Francisco recorda a todos que, na base da nossa vida, há um
certeza consoladora: Deus ama-nos e em Jesus deu a vida por nós.
(AFP or licensors)
Um ano intenso
para Francisco, com muitas viagens e muitos encontros, com um objetivo:
anunciar a Boa Nova da misericórdia de Deus.
Sergio Centofanti - Cidade do Vaticano
Também neste ano, o Papa Francisco presenteou-nos com uma catequese
simples para todos, sobre o amor de Deus. A missão mais importante é
anunciar o Evangelho, disse ele, e neste 2019 ele o fez com as 41
Audiências Gerais (com os ciclos sobre o Pai Nosso e os Atos dos
Apóstolos, este último em andamento), 56 Angelus e Regina Caeli,
mais de 60 homilias em celebrações públicas, 44 homilias em Santa Marta
(isto sem falar nas mensagens, cartas, documentos, entrevistas que se
tornaram livros e cerca de 260 discursos públicos).
Certezas, não confusão
Francisco recorda a todos que, na base da nossa vida, há uma certeza
consoladora: Deus ama-nos e em Jesus deu a vida por nós. Trata-se da
mensagem central de toda a sua missão (Evangelii gaudium, texto
programático do Pontificado de Francisco). Convida a recordar a "fé
simples e robusta" das mães e avós, que "lhes dava força e
perseverança para seguir em frente e não deixar cair os braços", “uma fé
caseira, que passa despercebida, mas que constrói pouco a pouco o reino
de Deus”. Uma fé que não se deixa confundir, porque base-se nos
fundamentos do Evangelho.
Fé e idolatria
Francisco exorta a adorar o único e verdadeiro Deus, Uno e Trino, numa sociedade que se torna cada vez mais pagã. "A idolatria - disse -
não é somente ir a um templo pagão e adorar uma estátua. Não, idolatria
é uma atitude do coração", é quando se prefere algo porque é mais
cómodo para nós e se esquece o Senhor. Os ídolos mudaram de nome, mas
estão mais presentes do que nunca: o ídolo do dinheiro, do sucesso, da
carreira, da auto realização, do prazer e todos aqueles ídolos que
prometem felicidade, mas que não a dão, antes pelo contrário,
escravizam, roubam-nos o amor. Os ídolos prometem vida, mas tiram-na -
disse o Papa numa bela catequese no ano passado - enquanto o
verdadeiro Deus não pede a vida, mas a dá.

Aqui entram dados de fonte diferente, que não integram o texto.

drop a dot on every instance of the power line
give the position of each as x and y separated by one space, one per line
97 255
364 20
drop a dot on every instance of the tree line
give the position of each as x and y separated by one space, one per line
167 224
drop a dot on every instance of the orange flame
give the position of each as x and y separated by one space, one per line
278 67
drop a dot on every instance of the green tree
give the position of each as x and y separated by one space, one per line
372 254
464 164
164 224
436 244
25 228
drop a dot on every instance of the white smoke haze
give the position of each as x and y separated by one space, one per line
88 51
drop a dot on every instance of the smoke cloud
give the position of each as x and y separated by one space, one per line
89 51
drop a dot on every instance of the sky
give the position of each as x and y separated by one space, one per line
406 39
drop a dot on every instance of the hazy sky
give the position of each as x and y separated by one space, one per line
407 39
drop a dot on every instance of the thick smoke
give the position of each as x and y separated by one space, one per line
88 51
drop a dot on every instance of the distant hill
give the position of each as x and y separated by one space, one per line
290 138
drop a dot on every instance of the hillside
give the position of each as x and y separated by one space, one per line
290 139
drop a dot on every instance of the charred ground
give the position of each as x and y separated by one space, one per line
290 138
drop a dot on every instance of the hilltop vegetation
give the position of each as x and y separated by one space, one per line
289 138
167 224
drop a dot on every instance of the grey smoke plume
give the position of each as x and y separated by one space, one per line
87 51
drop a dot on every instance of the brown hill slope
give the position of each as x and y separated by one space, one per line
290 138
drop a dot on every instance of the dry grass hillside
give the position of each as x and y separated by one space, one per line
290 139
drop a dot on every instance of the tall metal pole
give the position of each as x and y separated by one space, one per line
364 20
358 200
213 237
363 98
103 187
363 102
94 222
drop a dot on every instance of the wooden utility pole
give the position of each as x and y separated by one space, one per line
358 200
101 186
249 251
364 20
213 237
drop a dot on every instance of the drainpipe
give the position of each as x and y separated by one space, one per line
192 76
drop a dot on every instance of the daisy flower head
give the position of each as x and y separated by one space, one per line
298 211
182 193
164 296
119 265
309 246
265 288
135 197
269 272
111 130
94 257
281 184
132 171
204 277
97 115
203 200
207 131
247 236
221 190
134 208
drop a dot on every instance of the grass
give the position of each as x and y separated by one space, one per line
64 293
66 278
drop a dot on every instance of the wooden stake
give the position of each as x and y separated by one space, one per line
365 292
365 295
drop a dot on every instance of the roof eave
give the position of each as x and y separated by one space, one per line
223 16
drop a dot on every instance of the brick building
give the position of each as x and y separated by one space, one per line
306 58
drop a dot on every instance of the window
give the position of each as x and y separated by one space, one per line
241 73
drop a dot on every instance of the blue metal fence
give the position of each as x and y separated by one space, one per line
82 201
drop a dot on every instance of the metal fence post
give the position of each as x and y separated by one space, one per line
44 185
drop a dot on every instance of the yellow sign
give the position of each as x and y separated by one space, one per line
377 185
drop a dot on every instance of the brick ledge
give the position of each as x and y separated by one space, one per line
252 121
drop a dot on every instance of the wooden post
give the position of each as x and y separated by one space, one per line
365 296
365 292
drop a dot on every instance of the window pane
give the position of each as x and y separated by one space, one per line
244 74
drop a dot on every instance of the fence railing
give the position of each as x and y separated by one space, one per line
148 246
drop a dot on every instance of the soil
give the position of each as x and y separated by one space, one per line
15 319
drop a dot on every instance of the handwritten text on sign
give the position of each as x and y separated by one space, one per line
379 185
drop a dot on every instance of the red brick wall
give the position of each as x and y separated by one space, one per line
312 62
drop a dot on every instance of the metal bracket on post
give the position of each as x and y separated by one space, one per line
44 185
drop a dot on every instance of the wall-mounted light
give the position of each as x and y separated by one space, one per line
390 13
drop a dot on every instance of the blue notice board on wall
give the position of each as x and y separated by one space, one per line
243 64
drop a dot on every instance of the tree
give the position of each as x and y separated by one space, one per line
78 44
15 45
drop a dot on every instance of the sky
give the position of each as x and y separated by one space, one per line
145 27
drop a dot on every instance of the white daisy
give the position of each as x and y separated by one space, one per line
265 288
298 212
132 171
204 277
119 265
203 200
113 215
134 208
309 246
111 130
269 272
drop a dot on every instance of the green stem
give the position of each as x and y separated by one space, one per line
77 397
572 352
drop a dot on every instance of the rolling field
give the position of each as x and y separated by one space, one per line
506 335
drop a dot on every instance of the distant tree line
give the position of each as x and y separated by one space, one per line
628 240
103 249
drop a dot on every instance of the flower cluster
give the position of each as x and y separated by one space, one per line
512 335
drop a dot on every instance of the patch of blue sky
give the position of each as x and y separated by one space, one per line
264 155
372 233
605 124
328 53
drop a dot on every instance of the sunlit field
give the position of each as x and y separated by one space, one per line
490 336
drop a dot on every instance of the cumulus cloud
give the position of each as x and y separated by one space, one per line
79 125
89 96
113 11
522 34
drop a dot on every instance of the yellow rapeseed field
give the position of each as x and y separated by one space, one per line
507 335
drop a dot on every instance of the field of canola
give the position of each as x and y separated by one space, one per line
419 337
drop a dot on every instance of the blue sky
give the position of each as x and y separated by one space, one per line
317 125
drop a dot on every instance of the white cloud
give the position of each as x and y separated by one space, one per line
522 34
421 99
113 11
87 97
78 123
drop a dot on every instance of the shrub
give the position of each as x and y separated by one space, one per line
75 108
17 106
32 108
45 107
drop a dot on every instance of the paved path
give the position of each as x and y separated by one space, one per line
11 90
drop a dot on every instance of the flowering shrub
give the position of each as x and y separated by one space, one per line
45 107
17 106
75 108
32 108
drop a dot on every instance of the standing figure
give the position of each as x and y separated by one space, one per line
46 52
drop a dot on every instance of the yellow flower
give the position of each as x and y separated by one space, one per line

O fariseu dentro de nós não quer ser corrigido
Às vezes, as palavras do Papa são fortes, como sabia fazer Jesus. No
fundo é o seu Vigário. Como ele, adverte em particular para o
comportamento farisaico daqueles que se consideram justos, mais
ortodoxos, melhores que os outros. É "a religião do eu", com os seus ritos e orações, daqueles que "se confessam católicos, mas esqueceram-se de
ser cristãos e humanos", esqueceram-se de prestar o "verdadeiro culto a
Deus, que passa sempre pelo amor ao próximo".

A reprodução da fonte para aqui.